Amendement de Mme Colin-Oesterlé (HOR) · proposition de loi d'abrogation de la retraite à 64 ans
L'amendement n° 794 de Mme Colin-Osterlé à l'article premier de la proposition de loi d'abrogation de la retraite à 64 ans
Le 28 novembre 2024, l'Assemblée nationale a rejeté l'amendement n° 794 de Mme Colin-Osterlé à l'article premier de la proposition de loi d'abrogation de la retraite à 64 ans (première lecture) par 69 voix pour, 178 contre et 9 abstentions (256 votants sur 577). Ont voté pour, en majorité : DEM (14/36), EPR (44/94), HOR (11/34). Contre : LFI (53/71), GDR (4/17), ECO (19/38), SOC (35/66), LIOT (1/23), UDR (1/16), RN (63/124). Abstention : DR (7/47). Absents ou non-votants en majorité : NI (9/9).

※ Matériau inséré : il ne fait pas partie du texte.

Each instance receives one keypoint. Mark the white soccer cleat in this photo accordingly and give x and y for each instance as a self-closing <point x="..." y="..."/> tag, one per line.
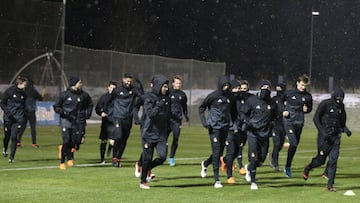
<point x="203" y="172"/>
<point x="218" y="184"/>
<point x="247" y="174"/>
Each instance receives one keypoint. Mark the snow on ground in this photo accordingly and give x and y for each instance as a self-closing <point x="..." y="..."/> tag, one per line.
<point x="197" y="95"/>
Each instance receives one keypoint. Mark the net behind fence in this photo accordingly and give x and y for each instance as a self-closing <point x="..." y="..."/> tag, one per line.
<point x="97" y="67"/>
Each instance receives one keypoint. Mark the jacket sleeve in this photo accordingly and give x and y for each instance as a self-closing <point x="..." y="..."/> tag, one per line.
<point x="89" y="106"/>
<point x="3" y="103"/>
<point x="58" y="106"/>
<point x="202" y="108"/>
<point x="317" y="118"/>
<point x="309" y="103"/>
<point x="184" y="107"/>
<point x="152" y="107"/>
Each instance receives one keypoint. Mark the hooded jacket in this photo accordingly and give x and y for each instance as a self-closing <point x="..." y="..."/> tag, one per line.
<point x="122" y="103"/>
<point x="13" y="104"/>
<point x="330" y="116"/>
<point x="178" y="104"/>
<point x="156" y="115"/>
<point x="32" y="95"/>
<point x="74" y="107"/>
<point x="218" y="105"/>
<point x="260" y="114"/>
<point x="294" y="100"/>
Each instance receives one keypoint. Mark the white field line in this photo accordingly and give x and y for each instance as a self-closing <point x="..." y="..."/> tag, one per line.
<point x="188" y="159"/>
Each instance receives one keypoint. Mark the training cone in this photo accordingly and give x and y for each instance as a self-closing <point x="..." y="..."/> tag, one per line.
<point x="349" y="193"/>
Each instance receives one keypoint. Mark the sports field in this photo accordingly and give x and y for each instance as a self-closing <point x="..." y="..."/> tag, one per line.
<point x="35" y="177"/>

Ce que l'auteur de l'amendement explique
« Dans un système de retraite par répartition, les pensions sont payées à partir des cotisations sociales ou des impôts payés essentiellement par les actifs. Le système de retraite français a très bien fonctionné quand la population active était en forte croissance et que le nombre de retraités était limité. L’inversion de la donne associée à une stagnation des salaires rendent difficile l’équilibrage des comptes de l’assurance vieillesse. Les robots occupent une place de plus en plus importante dans le processus de production. Avec l’intelligence artificielle, ils peuvent désormais accomplir des tâches de plus en plus sophistiquées et remplacer un nombre croissant de travailleurs. La question de leur assujettissement aux cotisations sociales revient régulièrement au cœur du débat. En 2017, Arnaud Montebourg et Benoît Hamon s’étaient prononcés en faveur d’une telle taxation. Cet amendement veut objectiver la question de la robotisation du travail et ses conséquences sur le financement du système de retraites par la remise d’un rapport pour anticiper les changements de notre relation au travail dans les années futures. »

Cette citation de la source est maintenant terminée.